- Supreme Court of the United States

Decided May 26, 1924
- Full case name: Asakura v. City of Seattle
- Citations: 265 U.S. 332 (more)

Holding
- Seattle's ordinance limiting business licenses to American citizens violated the Treaty of Amity and Commerce between Japan and the United States, which guaranteed Japanese citizens the right to conduct business in the United States.

Court membership
- Chief Justice William H. Taft Associate Justices Joseph McKenna · Oliver W. Holmes Jr. Willis Van Devanter · James C. McReynolds Louis Brandeis · George Sutherland Pierce Butler · Edward T. Sanford

Case opinion
- Majority: Butler, joined by unanimous

Laws applied
- Treaty of Amity and Commerce between Japan and the United States

= Asakura v. City of Seattle =

Asakura v.
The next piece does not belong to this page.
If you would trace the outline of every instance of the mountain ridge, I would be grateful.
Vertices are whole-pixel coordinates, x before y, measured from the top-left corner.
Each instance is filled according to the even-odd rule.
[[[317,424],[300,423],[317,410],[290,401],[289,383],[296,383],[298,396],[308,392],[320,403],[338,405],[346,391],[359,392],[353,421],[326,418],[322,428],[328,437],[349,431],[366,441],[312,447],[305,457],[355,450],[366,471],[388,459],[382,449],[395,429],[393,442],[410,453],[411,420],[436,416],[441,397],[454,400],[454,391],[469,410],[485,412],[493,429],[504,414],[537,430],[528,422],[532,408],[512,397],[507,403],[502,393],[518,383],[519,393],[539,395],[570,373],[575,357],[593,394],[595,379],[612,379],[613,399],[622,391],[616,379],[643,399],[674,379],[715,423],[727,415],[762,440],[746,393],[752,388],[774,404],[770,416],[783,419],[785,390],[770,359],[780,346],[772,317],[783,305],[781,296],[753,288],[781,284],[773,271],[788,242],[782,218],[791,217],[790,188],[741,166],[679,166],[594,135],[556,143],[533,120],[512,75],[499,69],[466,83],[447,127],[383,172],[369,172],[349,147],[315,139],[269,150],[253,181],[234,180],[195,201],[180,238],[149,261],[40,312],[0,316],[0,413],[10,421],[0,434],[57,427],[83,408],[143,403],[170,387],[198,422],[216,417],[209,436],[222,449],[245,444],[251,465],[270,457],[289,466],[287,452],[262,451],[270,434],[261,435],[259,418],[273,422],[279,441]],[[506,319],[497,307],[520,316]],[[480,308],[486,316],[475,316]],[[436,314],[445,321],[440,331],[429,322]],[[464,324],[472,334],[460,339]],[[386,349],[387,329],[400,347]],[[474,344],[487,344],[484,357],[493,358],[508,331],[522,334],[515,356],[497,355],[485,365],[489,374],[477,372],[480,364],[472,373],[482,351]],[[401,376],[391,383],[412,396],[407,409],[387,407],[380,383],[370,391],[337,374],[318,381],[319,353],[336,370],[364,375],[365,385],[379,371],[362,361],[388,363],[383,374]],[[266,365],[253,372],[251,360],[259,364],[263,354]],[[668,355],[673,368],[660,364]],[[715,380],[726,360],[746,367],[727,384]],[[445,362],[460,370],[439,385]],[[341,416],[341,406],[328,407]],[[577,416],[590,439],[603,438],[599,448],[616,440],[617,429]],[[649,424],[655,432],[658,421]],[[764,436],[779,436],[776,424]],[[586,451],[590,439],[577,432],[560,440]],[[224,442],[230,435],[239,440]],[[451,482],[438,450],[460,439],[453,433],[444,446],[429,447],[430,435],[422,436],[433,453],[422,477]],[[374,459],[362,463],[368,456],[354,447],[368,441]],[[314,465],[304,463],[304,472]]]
City of Seattle, 265 U.S. 332 (1924), was a United States Supreme Court case in which the Court held Seattle's ordinance limiting business licenses to American citizens violated the Treaty of Amity and Commerce between Japan and the United States, which guaranteed Japanese citizens the right to conduct business in the United States.

== Significance ==
Asakura demonstrates the interaction of the Treaty Clause with the Supremacy Clause: self-executing international agreements ratified by the United States are equivalent to federal laws, which trump conflicting state laws. More particularly, a treaty can give a non-citizen rights contrary to the published laws of a local jurisdiction.